Hypoglycemia (defined as a blood glucose level of <70 mg/dL) is the most common side effect of insulin therapy. Either too much insulin or too little food can cause this effect. Exercise, particularly in the absence of adequate food intake, also can contribute. It is important for patients to know the symptoms of hypoglycemia: shaking/tremor, tachycardia, perspiration, and confusion. If hypoglycemia is suspected, patients should be instructed to check their blood glucose and to know how to treat it??without overtreating it. Treatment for hypoglycemia includes ingestion of 15 g of carbohydrate (eg, 3 teaspoonfuls of sugar or the appropriate number of glucose tablets, depending on their content, or 1/2 cup of sweetened fruit juice or soda). The blood glucose level should be rechecked in 15 minutes. If this recheck reveals persistent hypoglycemia, an additional 15 g of carbohydrate is given, and the process is repeated until the blood glucose is within the normal range. When the results are within the normal range, the patients need to decide whether the next meal is close enough or whether they need a snack containing both carbohydrate and protein to hold them over until that next meal.
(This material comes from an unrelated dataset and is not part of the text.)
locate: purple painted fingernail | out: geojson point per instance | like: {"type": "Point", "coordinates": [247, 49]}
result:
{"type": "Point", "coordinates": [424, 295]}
The cornerstone of drug therapy in type 2 diabetes is the available oral agents. As noted previously, several classes of agents are now available, each with a unique mechanism of action.
The beauty of this variety, beyond simply extending the time until the use of insulin is required, is that they can be used individually or in combination. With varying mechanisms of action, their combined use results in greater blood glucose control.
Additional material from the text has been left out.